Fasal Bima Yojana: More than half of the country’s population still relies on agriculture for their livelihood today. However, a farmer’s life is far from easy. Farming requires immense hard work and effort in the fields. Yet, there is no guarantee regarding when the weather might turn hostile. Sometimes there is excessive rainfall, sometimes none at all; at other times, hailstorms or severe storms can completely ruin an entire harvest. In such situations, the most pressing question for farmers is: how will the losses be compensated?

In such circumstances, there is no need to panic. The government provides assistance to farmers facing such situations. To this end, the Pradhan Mantri Fasal Bima Yojana (Prime Minister’s Crop Insurance Scheme) has been implemented. This scheme does not merely compensate for losses; it also helps stabilize farmers’ incomes and facilitates easier access to loans when needed. The key question now is: how does one avail of these benefits? Let’s understand this in simple terms.

Which Farmers Are Eligible for Benefits?

The scope of this scheme has been kept broad to ensure that the maximum number of farmers can participate. There are no overly complex rules regarding eligibility. However, only those crops that have been officially ‘notified’ (designated) by the government for a specific region are covered under this scheme.

Land-owning farmers are eligible to participate.
Sharecroppers and tenant farmers (those cultivating on rented land) are also eligible.
For farmers who have availed of a crop loan from a bank, enrollment in this insurance scheme is mandatory.
Farmers who have not taken out a loan may choose to enroll in the scheme voluntarily.

The Crops Covered Include:

  • Cereals and Pulses.
  • Oilseeds.
  • Horticultural crops.
  • Commercial crops.

It is important to note that in each state, only a specific list of crops is covered. Therefore, be sure to check the list of covered crops before applying.
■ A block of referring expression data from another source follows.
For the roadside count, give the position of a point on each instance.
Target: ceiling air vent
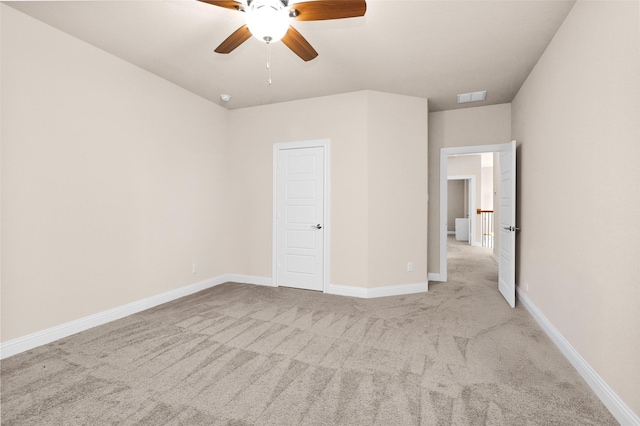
(472, 97)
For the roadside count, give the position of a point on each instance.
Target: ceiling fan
(268, 21)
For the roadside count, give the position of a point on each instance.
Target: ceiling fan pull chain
(269, 61)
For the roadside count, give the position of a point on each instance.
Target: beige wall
(113, 180)
(397, 186)
(377, 190)
(577, 122)
(457, 128)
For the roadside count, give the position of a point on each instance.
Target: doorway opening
(504, 222)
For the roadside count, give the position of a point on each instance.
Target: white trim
(436, 277)
(444, 154)
(375, 292)
(39, 338)
(248, 279)
(621, 411)
(326, 145)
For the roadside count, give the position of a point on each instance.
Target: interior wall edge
(621, 411)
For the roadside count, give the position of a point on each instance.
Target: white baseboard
(33, 340)
(611, 400)
(435, 277)
(249, 279)
(370, 293)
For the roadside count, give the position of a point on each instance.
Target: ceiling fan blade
(300, 46)
(238, 37)
(227, 4)
(320, 10)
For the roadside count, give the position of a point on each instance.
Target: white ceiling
(430, 49)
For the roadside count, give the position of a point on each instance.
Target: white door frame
(444, 155)
(471, 202)
(277, 147)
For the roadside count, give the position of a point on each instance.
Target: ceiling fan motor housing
(268, 20)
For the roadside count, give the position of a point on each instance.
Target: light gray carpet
(239, 354)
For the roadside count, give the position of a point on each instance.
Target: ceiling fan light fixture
(268, 20)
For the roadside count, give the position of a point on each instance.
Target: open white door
(299, 218)
(507, 229)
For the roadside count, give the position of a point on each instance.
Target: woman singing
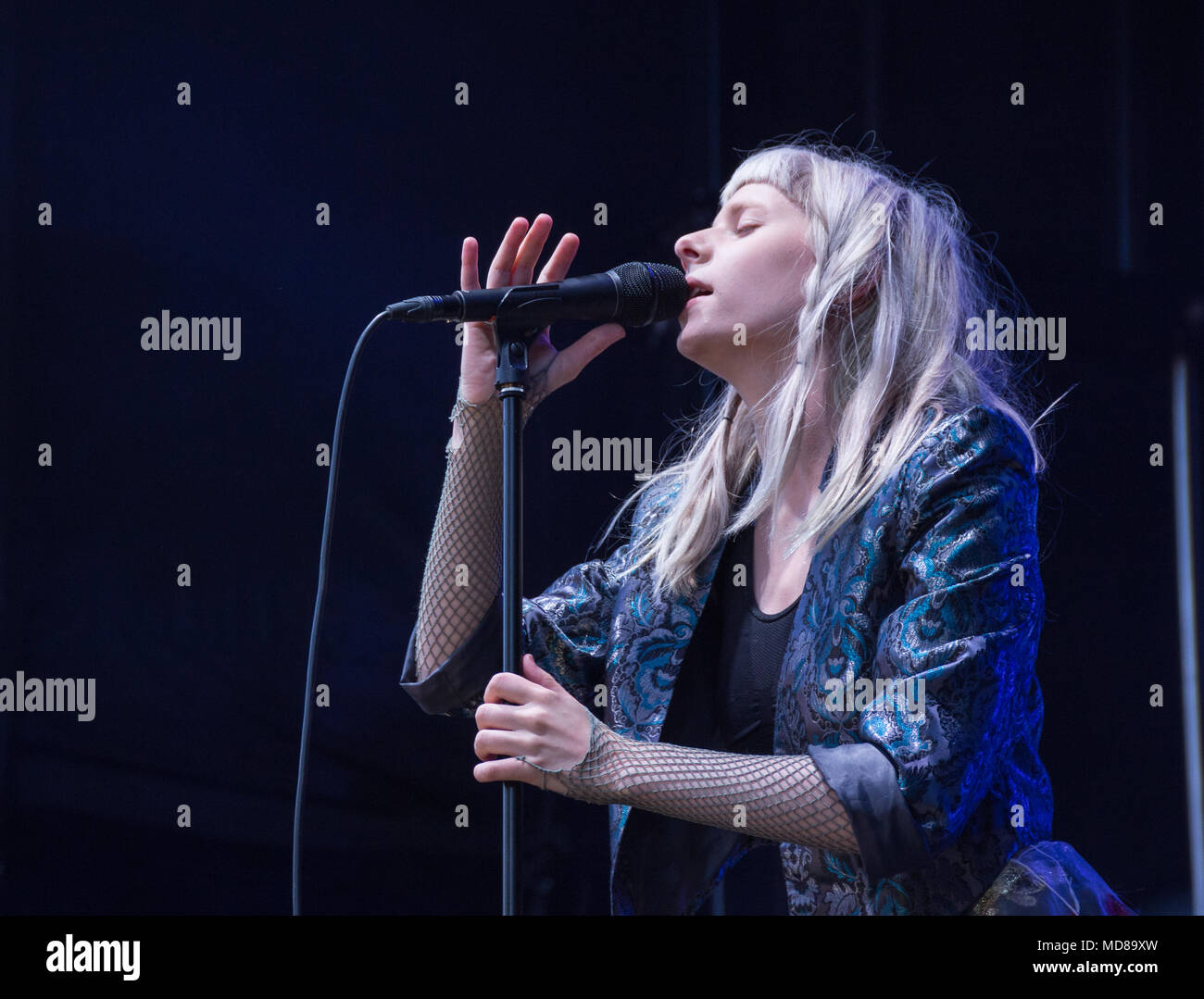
(822, 627)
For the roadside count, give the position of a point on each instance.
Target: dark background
(169, 457)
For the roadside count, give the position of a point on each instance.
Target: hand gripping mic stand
(513, 335)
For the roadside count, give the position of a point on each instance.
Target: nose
(689, 248)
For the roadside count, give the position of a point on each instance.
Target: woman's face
(753, 260)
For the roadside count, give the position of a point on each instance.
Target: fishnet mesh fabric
(784, 798)
(464, 564)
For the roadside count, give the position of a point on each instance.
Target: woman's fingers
(504, 260)
(529, 252)
(571, 361)
(507, 769)
(470, 278)
(561, 259)
(494, 743)
(510, 687)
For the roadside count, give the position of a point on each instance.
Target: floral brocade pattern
(935, 579)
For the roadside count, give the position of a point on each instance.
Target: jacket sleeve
(967, 720)
(567, 630)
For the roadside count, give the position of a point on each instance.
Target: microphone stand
(513, 333)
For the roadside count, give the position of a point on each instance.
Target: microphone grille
(649, 293)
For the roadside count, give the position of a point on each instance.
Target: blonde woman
(821, 629)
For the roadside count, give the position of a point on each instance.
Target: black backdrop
(159, 458)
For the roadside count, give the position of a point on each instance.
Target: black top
(722, 699)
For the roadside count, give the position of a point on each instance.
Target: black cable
(328, 518)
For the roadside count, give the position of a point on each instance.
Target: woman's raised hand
(514, 264)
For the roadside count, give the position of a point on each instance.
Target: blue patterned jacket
(935, 578)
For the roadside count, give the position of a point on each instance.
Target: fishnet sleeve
(464, 564)
(782, 798)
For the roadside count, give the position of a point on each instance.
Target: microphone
(631, 293)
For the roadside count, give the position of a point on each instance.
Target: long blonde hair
(897, 349)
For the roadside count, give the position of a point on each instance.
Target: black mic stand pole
(513, 335)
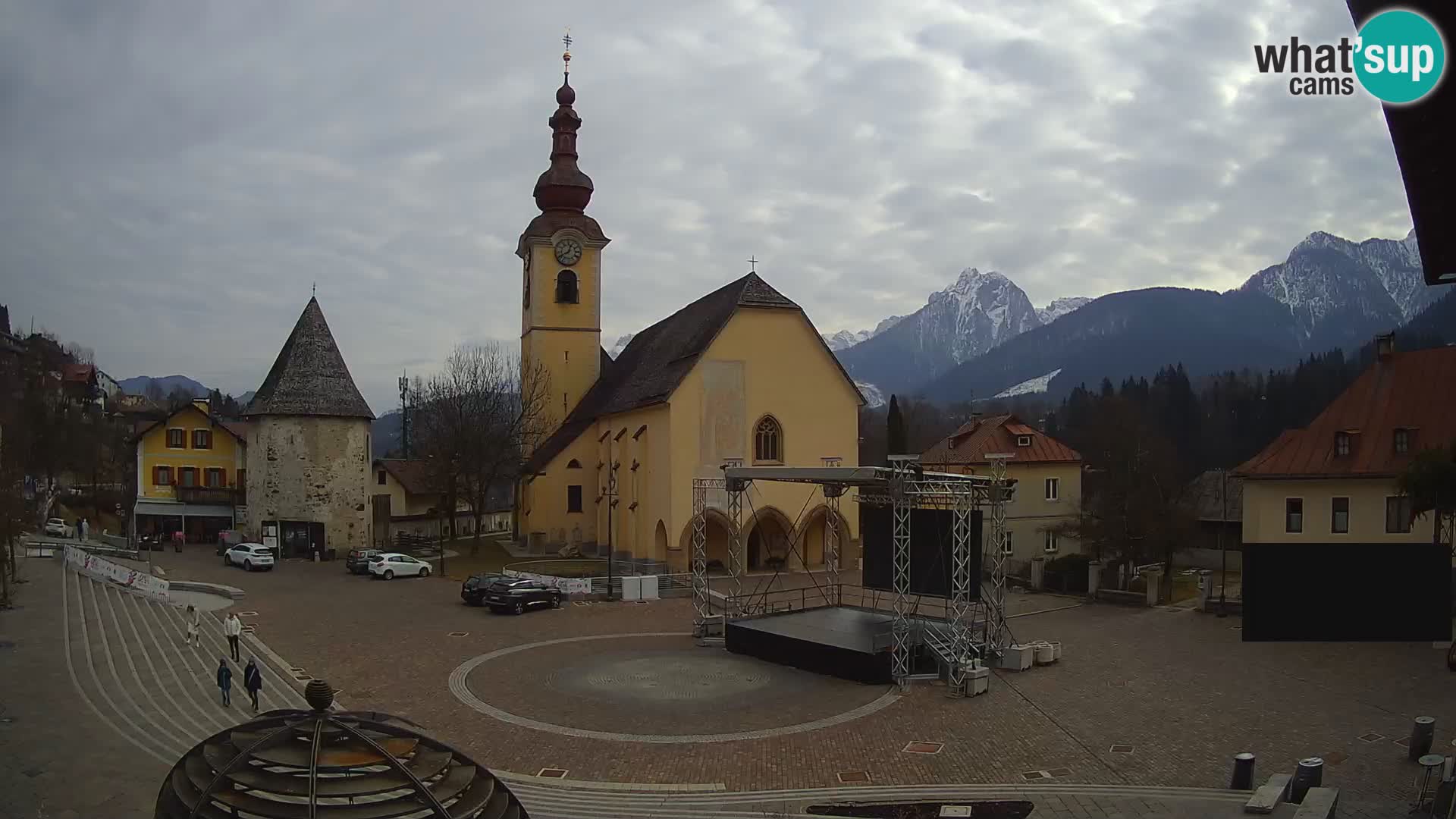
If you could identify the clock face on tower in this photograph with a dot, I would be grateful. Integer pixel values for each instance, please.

How ​​Are the Benefits Received?

Now, let’s address the core issue: when and how does a farmer receive financial compensation in the event of a loss? This scheme provides coverage against various types of risks. This ensures that farmers receive protection at every stage:

  • Inability to sow crops due to factors such as insufficient rainfall or adverse weather conditions.
  • Damage to standing crops caused by drought, floods, pest infestations, or storms.
  • Post-harvest losses occurring within 14 days of the harvest, such as those caused by unseasonal rains or cyclones.
  • Localized calamities, such as waterlogging or landslides.

However, certain events are excluded from coverage:

Intentional damage.

Losses resulting from war or extraordinary circumstances.

The premium rates are also quite affordable:

  • 2 percent for Kharif crops.
  • 1.5 percent for Rabi crops.
  • 5 percent for horticultural and commercial crops.
  • The government bears the remaining cost, thereby minimizing the financial burden on farmers.
  • The Complete Process: From Application to Claim Settlement

This scheme has been designed to enable farmers to apply with ease and receive their compensation in a timely manner.

How to Apply:

Applications can be submitted through the online portal.
Alternatively, applications can be submitted offline by visiting a bank, a cooperative society, or a Common Service Center (CSC).
It is mandatory to submit the application within 10 days of sowing the crops.

What to Do in Case of Crop Damage:

  • Report the incident to the insurance company or the designated official within 72 hours.
  • An official will visit the site to assess the extent of the damage.
  • If the report is verified as accurate, the claim is approved.
  • The compensation amount is deposited directly into the farmer’s bank account.

Provided that the farmer reports the incident promptly and completes the entire process correctly, this scheme makes the compensation for crop losses significantly easier to obtain.